There are several limitations to our study. Our trial was a short-term pre-prostatectomy trial, and a longer intervention may be required to observe tissue biomarker changes as a result of WL. Men in the study lost on average 0.5 kg per week. It appears that participants did not completely follow the dietary instructions since they should have lost more weight if eating a 1200 or 1500 kcal diet. The compliance measure in the present study was weight loss. We did not report food intake data and pedometer readings. This information may potentially be useful for designing future trials and evaluating compliance. A number of pre-prostatectomy dietary intervention trials incorporating dietary supplements such as fish oil and flax seed, and increased dietary intake of lycopene rich tomato sauce reported changes in tissue biomarkers, but WL without a specific focus on selected dietary nutrients may require longer term interventions (27, 45).
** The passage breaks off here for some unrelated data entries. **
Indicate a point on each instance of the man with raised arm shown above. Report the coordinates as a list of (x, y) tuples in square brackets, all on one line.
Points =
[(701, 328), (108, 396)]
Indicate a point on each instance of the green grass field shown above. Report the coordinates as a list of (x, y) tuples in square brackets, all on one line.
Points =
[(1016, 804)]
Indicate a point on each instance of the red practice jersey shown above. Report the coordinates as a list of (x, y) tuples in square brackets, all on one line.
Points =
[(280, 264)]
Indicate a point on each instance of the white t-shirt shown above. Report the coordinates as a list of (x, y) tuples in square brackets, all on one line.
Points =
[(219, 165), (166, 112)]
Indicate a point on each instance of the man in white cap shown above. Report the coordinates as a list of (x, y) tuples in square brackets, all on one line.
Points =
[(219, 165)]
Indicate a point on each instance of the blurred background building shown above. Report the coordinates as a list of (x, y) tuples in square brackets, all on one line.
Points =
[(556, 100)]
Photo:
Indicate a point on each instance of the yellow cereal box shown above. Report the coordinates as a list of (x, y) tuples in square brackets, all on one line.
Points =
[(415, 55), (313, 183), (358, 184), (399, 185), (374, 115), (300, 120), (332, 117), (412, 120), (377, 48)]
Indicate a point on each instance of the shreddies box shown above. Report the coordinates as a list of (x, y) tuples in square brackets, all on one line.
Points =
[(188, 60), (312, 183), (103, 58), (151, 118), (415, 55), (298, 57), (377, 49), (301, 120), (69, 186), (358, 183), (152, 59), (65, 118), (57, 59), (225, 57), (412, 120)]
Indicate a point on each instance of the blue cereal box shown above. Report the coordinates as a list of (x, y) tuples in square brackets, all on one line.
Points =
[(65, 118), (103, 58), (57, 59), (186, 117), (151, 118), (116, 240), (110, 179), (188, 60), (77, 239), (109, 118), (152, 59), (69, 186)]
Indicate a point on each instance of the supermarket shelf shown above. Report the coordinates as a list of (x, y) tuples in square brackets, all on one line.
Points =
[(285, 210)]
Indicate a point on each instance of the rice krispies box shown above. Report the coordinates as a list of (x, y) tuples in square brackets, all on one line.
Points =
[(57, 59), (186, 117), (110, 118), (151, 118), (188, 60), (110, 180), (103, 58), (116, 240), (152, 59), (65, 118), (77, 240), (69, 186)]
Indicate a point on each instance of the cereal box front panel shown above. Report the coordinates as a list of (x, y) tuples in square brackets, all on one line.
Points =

In addition, our trial was offered to all overweight and obese patients undergoing radical prostatectomy at the VA and UCLA. Future research should focus on selecting out specific patients more likely to respond to WL interventions based on inflammatory markers and thus incorporate “precision medicine” markers prior to enrollment.

CONCLUSION

In summary, our short-term WL program prior to radical prostatectomy resulted in significantly more WL in the intervention vs. the control group and was accompanied by significant reduction in body fat mass, circulating triglycerides, and insulin levels. However, there were no significant changes in malignant epithelium apoptosis or proliferation levels. Based on the known association of obesity and lethal prostate cancer, future longer-term or more intensive weight loss intervention trials are warranted to further examine if WL has therapeutic benefits in men with prostate cancer.